Terceirização e trabalho por turnos
Em O trabalho terceirizado e por turnos está associado ao aumento do risco de Covid-19? Descobertas de um estudo com trabalhadores da mineração, os resultados respondem positivamente à pergunta do título do artigo.
O estudo investigou dados de mais de 10 mil trabalhadores de cinco unidades de uma empresa multinacional de mineração localizadas em três estados brasileiros. Identificou que terceirizados e trabalhadores por turnos apresentam maior risco de infecção quando comparados aos empregados diretos e que não trabalhavam em turnos.
Em relação aos trabalhadores terceirizados, o estudo considera o fato de poderem ter menos acesso a equipamentos de proteção, testes, vacinação e licença por doença do que empregados diretos da empresa. Também menciona mais insegurança no emprego e mais pressão para trabalhar mesmo quando sintomáticos, aumentando o risco.
Já o trabalho por turnos acrescenta outros riscos resultantes da perturbação do ritmo circadiano e da privação do sono, como problemas cardiovasculares e diminuição da imunidade, deixando o trabalhador mais vulnerável a doenças infecciosas.
Assim, além do risco de doenças respiratórias intrínseco à atividade de mineração, todos esses outros podem se somar, fragilizando ainda mais o trabalhador. E quando combinados trabalho por turnos e trabalho terceirizado, observaram aumento gradual de risco para infecção por Covid-19.
O artigo destaca algumas limitações do estudo que podem levar a imprecisões, como a categorização de risco ocupacional dos trabalhadores e a ausência de informações sobre as ocupações e setores dos empregados e terceirizados. Isso, no entanto, não diminui seu pioneirismo, sendo o primeiro estudo a avaliar o impacto da pandemia no trabalhador terceirizado no período pré-vacinação. Também é o primeiro a estabelecer uma ligação entre Covid-19 e o trabalho terceirizado e por turnos em ambientes não relacionados à saúde.
Casos de Covid-19 entre trabalhadores e a dinâmica dos casos nos municípios
Também com trabalhadores de uma mineradora multinacional do Brasil, o artigo Covid-19: perfil de trabalhadores brasileiros em uma companhia de mineração e a dinâmica dos casos comunitários traz análise de dados de 2020 a 2021 de mais de 17 mil trabalhadores. O estudo investigou casos de SARS-CoV-2 entre trabalhadores da mineração e a dinâmica dos casos nos municípios onde suas unidades estão instaladas.

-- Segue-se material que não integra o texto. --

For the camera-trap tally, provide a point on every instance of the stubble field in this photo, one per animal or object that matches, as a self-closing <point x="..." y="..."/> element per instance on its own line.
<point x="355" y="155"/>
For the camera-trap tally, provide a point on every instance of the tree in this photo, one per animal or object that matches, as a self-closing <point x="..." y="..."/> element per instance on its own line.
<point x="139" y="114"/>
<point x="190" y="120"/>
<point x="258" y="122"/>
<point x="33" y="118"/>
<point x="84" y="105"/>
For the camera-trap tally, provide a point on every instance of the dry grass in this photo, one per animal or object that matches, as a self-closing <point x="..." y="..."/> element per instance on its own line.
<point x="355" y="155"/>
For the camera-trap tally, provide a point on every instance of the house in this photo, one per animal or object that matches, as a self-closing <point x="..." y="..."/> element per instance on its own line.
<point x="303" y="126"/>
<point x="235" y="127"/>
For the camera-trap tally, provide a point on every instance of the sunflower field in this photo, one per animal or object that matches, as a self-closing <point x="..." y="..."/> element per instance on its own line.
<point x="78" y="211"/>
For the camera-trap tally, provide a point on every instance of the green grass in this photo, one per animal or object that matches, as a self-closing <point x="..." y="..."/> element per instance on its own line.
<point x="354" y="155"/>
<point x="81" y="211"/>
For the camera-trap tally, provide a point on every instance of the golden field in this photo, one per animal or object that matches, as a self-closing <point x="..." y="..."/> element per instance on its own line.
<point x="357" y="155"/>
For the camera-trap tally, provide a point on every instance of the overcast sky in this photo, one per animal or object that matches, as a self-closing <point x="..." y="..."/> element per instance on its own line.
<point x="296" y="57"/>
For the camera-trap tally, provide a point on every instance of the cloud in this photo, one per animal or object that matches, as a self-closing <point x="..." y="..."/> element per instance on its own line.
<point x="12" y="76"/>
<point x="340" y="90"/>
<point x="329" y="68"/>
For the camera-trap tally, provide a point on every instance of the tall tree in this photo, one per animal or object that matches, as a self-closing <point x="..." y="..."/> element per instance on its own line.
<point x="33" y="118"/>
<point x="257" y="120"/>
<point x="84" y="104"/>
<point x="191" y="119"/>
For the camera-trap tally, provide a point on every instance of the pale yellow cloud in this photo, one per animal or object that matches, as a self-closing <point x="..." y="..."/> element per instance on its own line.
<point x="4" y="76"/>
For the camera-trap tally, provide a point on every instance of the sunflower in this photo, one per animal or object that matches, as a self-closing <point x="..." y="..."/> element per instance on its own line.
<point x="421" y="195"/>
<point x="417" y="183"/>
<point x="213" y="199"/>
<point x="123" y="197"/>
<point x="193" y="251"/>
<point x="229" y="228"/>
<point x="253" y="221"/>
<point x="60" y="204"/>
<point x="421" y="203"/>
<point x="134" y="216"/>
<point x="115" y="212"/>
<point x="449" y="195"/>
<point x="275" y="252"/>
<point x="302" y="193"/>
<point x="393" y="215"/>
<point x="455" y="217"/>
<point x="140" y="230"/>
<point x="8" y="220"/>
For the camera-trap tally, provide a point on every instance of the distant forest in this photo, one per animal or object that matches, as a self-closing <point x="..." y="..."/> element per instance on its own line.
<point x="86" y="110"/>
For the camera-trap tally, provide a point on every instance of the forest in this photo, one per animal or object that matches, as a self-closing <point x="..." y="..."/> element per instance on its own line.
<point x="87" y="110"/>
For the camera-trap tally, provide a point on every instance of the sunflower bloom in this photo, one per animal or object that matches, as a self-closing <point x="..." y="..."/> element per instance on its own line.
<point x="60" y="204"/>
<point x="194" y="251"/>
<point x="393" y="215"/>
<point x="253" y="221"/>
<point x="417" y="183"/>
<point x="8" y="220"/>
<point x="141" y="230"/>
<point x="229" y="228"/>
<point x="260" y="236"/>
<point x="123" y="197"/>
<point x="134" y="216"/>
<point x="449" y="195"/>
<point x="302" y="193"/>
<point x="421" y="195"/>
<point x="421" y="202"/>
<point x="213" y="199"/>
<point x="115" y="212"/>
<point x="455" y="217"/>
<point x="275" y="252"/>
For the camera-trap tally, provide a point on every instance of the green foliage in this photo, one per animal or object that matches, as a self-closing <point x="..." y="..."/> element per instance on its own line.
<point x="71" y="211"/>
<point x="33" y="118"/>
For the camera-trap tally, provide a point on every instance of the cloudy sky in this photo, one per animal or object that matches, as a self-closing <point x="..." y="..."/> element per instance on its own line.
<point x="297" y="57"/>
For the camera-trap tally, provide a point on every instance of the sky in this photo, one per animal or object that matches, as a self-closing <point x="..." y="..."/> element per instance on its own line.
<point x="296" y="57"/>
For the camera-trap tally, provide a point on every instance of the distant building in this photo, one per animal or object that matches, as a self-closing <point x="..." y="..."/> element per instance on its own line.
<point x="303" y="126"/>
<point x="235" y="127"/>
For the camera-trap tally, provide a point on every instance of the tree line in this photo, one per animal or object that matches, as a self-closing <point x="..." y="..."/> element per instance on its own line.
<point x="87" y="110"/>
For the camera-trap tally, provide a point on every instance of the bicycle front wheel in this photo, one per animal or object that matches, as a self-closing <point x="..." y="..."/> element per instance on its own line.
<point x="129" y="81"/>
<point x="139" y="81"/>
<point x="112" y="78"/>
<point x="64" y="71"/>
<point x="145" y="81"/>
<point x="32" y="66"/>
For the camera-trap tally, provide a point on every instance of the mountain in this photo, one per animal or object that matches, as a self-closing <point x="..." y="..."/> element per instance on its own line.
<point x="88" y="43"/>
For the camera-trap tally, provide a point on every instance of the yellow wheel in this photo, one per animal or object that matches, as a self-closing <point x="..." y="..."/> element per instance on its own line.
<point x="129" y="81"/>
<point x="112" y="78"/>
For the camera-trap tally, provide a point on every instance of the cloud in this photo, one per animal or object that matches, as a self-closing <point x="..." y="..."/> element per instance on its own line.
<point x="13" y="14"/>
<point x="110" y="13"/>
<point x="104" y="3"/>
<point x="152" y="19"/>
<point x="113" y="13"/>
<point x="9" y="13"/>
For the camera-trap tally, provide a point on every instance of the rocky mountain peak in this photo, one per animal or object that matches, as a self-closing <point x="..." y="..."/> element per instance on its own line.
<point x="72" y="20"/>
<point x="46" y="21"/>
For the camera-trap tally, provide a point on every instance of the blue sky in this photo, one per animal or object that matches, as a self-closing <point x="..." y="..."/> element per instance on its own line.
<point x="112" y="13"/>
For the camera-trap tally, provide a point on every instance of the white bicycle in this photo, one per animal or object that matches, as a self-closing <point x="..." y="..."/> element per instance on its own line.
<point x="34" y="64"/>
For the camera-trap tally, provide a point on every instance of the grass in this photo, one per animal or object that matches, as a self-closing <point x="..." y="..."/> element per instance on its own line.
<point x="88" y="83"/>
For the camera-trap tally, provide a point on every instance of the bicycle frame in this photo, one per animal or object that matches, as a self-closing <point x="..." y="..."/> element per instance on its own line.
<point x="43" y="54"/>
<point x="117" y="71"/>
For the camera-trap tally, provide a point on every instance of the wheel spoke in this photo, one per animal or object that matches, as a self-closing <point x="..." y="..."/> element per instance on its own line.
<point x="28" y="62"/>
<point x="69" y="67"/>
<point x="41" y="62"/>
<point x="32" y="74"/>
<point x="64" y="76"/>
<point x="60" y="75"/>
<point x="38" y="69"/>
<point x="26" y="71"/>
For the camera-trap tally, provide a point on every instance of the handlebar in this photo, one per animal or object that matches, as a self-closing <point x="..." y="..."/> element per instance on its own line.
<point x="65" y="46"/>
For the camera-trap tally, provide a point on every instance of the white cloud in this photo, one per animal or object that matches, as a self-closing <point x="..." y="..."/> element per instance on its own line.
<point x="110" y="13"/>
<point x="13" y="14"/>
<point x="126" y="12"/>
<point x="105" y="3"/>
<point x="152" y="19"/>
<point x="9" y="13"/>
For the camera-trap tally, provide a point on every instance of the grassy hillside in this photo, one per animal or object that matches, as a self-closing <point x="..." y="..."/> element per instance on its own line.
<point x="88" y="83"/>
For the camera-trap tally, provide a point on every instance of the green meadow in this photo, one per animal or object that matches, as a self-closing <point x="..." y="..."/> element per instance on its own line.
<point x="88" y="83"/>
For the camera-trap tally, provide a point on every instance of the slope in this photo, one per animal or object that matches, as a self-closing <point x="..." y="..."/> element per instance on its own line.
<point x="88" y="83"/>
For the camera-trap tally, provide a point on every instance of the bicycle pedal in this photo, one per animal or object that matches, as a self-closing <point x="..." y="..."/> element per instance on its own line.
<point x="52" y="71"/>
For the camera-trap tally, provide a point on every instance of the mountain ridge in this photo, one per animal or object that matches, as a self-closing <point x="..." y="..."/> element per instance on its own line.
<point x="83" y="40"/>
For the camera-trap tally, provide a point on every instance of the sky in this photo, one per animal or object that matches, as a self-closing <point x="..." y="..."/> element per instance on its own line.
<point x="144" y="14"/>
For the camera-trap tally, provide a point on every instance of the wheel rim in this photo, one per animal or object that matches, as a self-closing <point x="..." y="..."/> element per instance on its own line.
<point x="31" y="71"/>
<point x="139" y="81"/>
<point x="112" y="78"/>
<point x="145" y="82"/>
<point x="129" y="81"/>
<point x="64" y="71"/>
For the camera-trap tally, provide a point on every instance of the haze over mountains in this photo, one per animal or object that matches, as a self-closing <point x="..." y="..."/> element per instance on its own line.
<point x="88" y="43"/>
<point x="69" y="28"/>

Em seus resultados, identificou que mulheres, adultos de meia-idade, residentes do estado do Rio de Janeiro, empregados, trabalhando em turnos e classificados como tendo alto risco ocupacional foram os perfis com mais testes positivos, quarentena e sintomas.
Em relação à dinâmica de casos, observou que as cinco unidades da mineradora apresentaram incidência acumulada de Covid-19 superior à dos municípios onde estão localizadas. “A concentração e a mobilidade dos trabalhadores das mineradoras para os municípios onde estão localizadas as unidades influenciam a dinâmica de transmissão da doença nessas áreas”, apontam os autores.
Os resultados sugerem ainda que empregados e mulheres talvez sejam mais testados que os terceirizados, o que pode justificar o fato de apresentarem mais sintomas, quarentenas e casos de Covid-19.
No entanto, o artigo destaca, assim como o anterior, a dificuldade em obter informações de qualidade sobre as ocupações e a área de atuação dos trabalhadores. Apesar disso, salienta que compreender características clínico-epidemiológicas, sociodemográficas, ocupacionais e distribuição dos casos de Covid-19 nos municípios de mineração é importante para a prevenção da ocorrência da doença nos locais de trabalho e nos municípios.